3.8. Soy and Soy-Derived Metabolites in Children

Phytoestrogens may theoretically interfere with ER signaling in the developing brain of children or produce gut dysbiosis, although these results are controversial [146]. Soy-based formulas are often used for infants under certain circumstances, such as allergy and intolerance to milk, lactose intolerance, or galactosemia. Vandenplas et al. [147] evaluated the safety of these formulas and found that, although the levels of genistein and daidzein were higher in formula-fed infants, no harmful effects regarding anthropometric growth, immunity, cognition, or endocrine functions were found.

4. Conclusions and Future Perspectives

As mentioned before, daidzein has potent antioxidant and estrogenic activities, which has led to a wide interest in developing a functional food containing this compound. In adults, daidzein and other phytoestrogens are well-tolerated and have low levels of toxicity, while in infants, there are reports concerning their harmful effects. In the last years, there has been an increase in the consumption of soy products. For a better understanding of the properties of such soy products, it would be necessary to indicate, in addition to the quantity, the type of isoflavones that these products contain. Food processing technologies could affect both retention and distribution of different isoflavone isomers present in soy products. Both transformation and/or loss of some isoflavones, especially genistein and daidzein, may affect the nutraceutical characteristics of these soy products.

Although some of the benefits of isoflavones such as daidzein have been demonstrated, the side effects (for example the potential fertility problems among male humans) of long-lasting high consumption of these soy products need to be studied in a more in-depth way. In fact, clinical trial data are conflicting, showing both negative and positive effects of daidzein on human health. That is why a correct standardization and documentation of these clinical trials is essential to advance in the study of daidzein's beneficial effects on human health. Despite being possible to control all the independent variables in clinical trials, the ability of each individual to metabolize daidzein closely depends on individual's microbiota composition, the ability of this microbiota to assimilate the dose administered, and the different bioavailability of daidzein that could influence the data heterogeneity.

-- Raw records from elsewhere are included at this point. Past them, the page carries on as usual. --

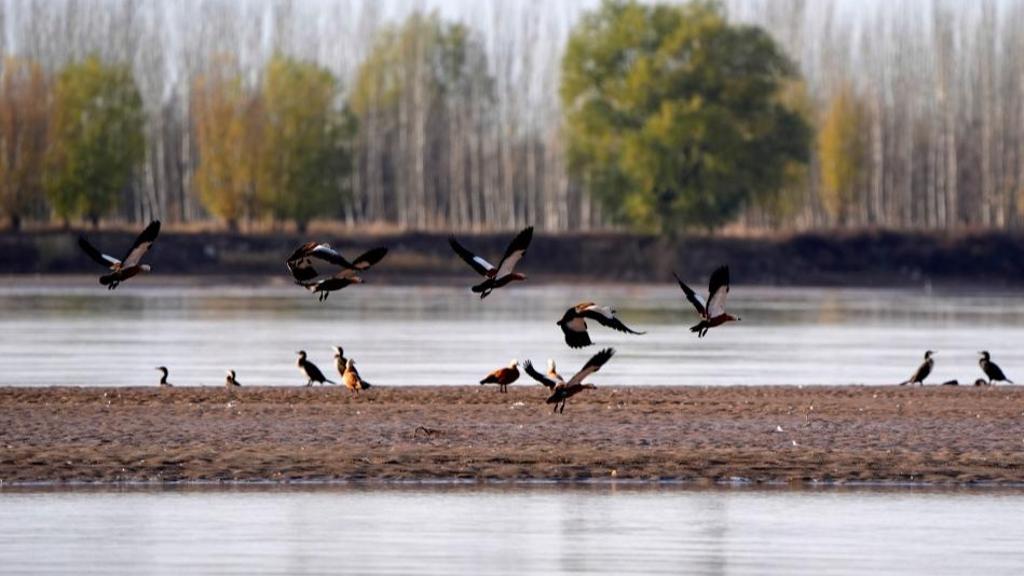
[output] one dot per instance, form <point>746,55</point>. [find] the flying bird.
<point>712,312</point>
<point>351,377</point>
<point>550,380</point>
<point>923,371</point>
<point>503,376</point>
<point>565,391</point>
<point>129,265</point>
<point>504,273</point>
<point>991,369</point>
<point>163,379</point>
<point>300,263</point>
<point>573,323</point>
<point>310,371</point>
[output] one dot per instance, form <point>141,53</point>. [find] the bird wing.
<point>593,365</point>
<point>483,268</point>
<point>606,317</point>
<point>548,382</point>
<point>100,258</point>
<point>718,289</point>
<point>142,244</point>
<point>515,252</point>
<point>692,296</point>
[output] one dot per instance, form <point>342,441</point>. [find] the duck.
<point>550,380</point>
<point>503,376</point>
<point>310,371</point>
<point>562,392</point>
<point>923,371</point>
<point>573,323</point>
<point>991,370</point>
<point>504,273</point>
<point>712,312</point>
<point>163,378</point>
<point>351,377</point>
<point>128,266</point>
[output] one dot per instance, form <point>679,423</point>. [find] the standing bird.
<point>504,273</point>
<point>550,380</point>
<point>300,263</point>
<point>351,377</point>
<point>712,312</point>
<point>923,371</point>
<point>991,370</point>
<point>573,323</point>
<point>130,265</point>
<point>503,376</point>
<point>163,379</point>
<point>309,370</point>
<point>565,391</point>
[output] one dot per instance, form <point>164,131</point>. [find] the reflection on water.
<point>543,530</point>
<point>83,335</point>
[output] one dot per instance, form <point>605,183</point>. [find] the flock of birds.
<point>303,264</point>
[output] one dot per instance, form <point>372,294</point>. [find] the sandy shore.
<point>931,435</point>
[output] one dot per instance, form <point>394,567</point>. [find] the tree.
<point>96,138</point>
<point>305,158</point>
<point>674,116</point>
<point>843,151</point>
<point>24,116</point>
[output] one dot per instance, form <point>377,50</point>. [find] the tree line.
<point>744,115</point>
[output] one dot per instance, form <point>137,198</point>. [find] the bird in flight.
<point>300,263</point>
<point>564,391</point>
<point>504,273</point>
<point>128,266</point>
<point>573,323</point>
<point>712,312</point>
<point>923,371</point>
<point>991,369</point>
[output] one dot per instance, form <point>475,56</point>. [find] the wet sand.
<point>935,435</point>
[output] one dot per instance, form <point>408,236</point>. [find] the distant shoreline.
<point>934,436</point>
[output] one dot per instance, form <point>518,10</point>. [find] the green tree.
<point>97,138</point>
<point>843,152</point>
<point>24,115</point>
<point>674,116</point>
<point>305,157</point>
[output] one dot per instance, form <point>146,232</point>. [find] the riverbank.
<point>862,258</point>
<point>935,435</point>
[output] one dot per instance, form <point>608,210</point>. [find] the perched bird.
<point>309,370</point>
<point>573,323</point>
<point>565,391</point>
<point>923,371</point>
<point>712,312</point>
<point>504,273</point>
<point>991,370</point>
<point>550,380</point>
<point>300,263</point>
<point>503,376</point>
<point>130,265</point>
<point>163,378</point>
<point>351,377</point>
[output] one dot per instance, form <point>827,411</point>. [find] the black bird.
<point>565,391</point>
<point>712,312</point>
<point>163,378</point>
<point>504,273</point>
<point>300,263</point>
<point>310,371</point>
<point>923,371</point>
<point>991,370</point>
<point>128,266</point>
<point>573,323</point>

In the future, the use of genetic screening techniques could represent a great advance in personalized medicine. One of the uses of such techniques could be the assessment of the genetic predisposition of an individual to metabolize daidzein, which could initially help to select comparable groups for clinical trials and then filter the possible recipients of a treatment with daidzein, depending on individual's ability to metabolize this phytoestrogen. Moreover, the consumption of soy-rich products should be monitored by physicians, especially in cases of diseases for which daidzein is known to play an essential role, such as breast cancer [148].